The article highlights two issues:
- Central America is gaining ground in the production of specialty coffees, with coffee being produced as a differentiated product distinguished by degrees of acidity, body and balance, grown at varying altitudes and milled in varying ways.
- Independent third-party farm certification is fueling differentiation as well as demand in the international markets. In short: sustainable practices yield a premium product.
The WBCSD-SNV Alliance is currently investigating ways to professionalize the Honduran coffee production with a view to improving its competitiveness. This would especially concern the regions that have the potential to produce coffee of better quality and in higher quantities.
Coffee is fundamental for the national economy of Honduras; it is one of the country's most important export products, and also generates most of the employment in the rural areas, with an overall impact on more than 100’000 families.
The Alliance’s main objective is to set up a sustainable commercial alliance between small coffee producers and multinational coffee roasters and distributors, with the aim to increase jobs and income levels in the national coffee sector through the sales of UTZ CERTIFIED coffee.
UTZ CERTIFIED, one of the world’s largest coffee certification programs, provides independent assurance of responsible production and sourcing of the coffee, and creates opportunities for farmers to improve business practices and meet market expectations with regard to a set of social and environmental standards.
The project components that need to be put into place include productive technical assistance, quality control, value chain strengthening, market access, and learning. In effect, while Honduras produces excellent Arabica coffees and has a great potential to increase the amount of UTZ CERTIFIED coffee, the volume of quality coffee is still limited in mill process, transportation, local storage, traceability and socially and environmentally sustainable production guidelines.
As “Central America Today” puts it, “with the right market elements in place and demand growing, Central American farmers are left now with only one challenge to stay ahead of the competition from their large southern neighbors: they must continue to improve the quality of their beans.”

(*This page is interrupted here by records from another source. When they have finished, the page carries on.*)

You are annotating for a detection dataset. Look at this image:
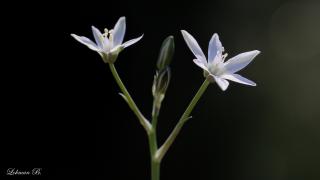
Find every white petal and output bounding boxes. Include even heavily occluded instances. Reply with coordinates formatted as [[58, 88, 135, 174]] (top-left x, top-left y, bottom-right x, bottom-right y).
[[113, 17, 126, 46], [221, 74, 257, 86], [71, 34, 99, 51], [181, 30, 206, 61], [193, 59, 209, 72], [91, 26, 103, 48], [122, 34, 143, 48], [208, 33, 224, 63], [225, 50, 260, 73], [211, 75, 229, 91]]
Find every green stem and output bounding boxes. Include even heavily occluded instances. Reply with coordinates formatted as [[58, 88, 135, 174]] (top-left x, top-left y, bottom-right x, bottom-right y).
[[109, 63, 151, 134], [156, 79, 210, 161], [148, 96, 161, 180]]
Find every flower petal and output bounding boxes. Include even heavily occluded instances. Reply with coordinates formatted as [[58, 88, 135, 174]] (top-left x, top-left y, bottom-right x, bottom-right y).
[[208, 33, 224, 63], [210, 75, 229, 91], [91, 26, 103, 48], [181, 30, 206, 61], [113, 17, 126, 46], [121, 34, 143, 48], [193, 59, 209, 72], [221, 74, 257, 86], [71, 34, 99, 51], [225, 50, 260, 73]]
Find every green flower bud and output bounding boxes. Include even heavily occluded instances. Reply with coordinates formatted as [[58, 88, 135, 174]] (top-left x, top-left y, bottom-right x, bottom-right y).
[[152, 67, 171, 101], [157, 36, 174, 71]]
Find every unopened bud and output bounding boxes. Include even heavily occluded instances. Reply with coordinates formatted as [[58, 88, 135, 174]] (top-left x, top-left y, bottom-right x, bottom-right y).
[[157, 36, 174, 71]]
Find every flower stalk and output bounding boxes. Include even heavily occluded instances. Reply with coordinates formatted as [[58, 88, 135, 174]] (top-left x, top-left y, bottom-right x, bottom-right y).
[[109, 64, 152, 134], [156, 79, 210, 161]]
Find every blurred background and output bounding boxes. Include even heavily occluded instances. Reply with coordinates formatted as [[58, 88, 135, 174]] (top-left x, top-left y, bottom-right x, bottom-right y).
[[1, 0, 320, 180]]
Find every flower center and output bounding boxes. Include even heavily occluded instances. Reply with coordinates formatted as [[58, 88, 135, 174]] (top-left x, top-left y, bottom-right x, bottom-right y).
[[102, 28, 113, 41], [208, 53, 228, 76]]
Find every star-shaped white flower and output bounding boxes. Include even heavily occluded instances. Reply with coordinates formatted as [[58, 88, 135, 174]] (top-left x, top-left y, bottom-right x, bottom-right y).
[[71, 17, 143, 63], [181, 30, 260, 91]]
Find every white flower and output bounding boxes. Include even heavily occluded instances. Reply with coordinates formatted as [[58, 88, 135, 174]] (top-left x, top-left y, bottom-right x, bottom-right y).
[[181, 30, 260, 91], [71, 17, 143, 63]]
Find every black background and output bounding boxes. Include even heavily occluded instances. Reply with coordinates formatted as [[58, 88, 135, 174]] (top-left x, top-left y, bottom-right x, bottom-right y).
[[0, 0, 320, 180]]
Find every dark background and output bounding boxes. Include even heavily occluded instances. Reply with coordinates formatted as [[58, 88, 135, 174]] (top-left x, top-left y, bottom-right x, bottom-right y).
[[0, 0, 320, 180]]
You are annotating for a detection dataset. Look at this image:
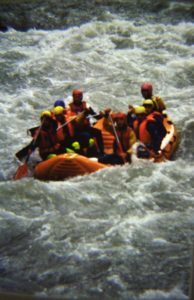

Ultimately, the goal is to increase, within three years, the amount of currently exported UTZ CERTIFIED coffee (that is, 60’000 bags of 60 kg each) by an additional 90’000 bags. Other expected results include a 10% revenue increase for some 1’500 certified coffee producers.
The Alliance is currently approaching coffee companies to gauge their interest in financing this initiative, and is discussing the potential for replicating and scaling up this collaboration to other coffee producing countries.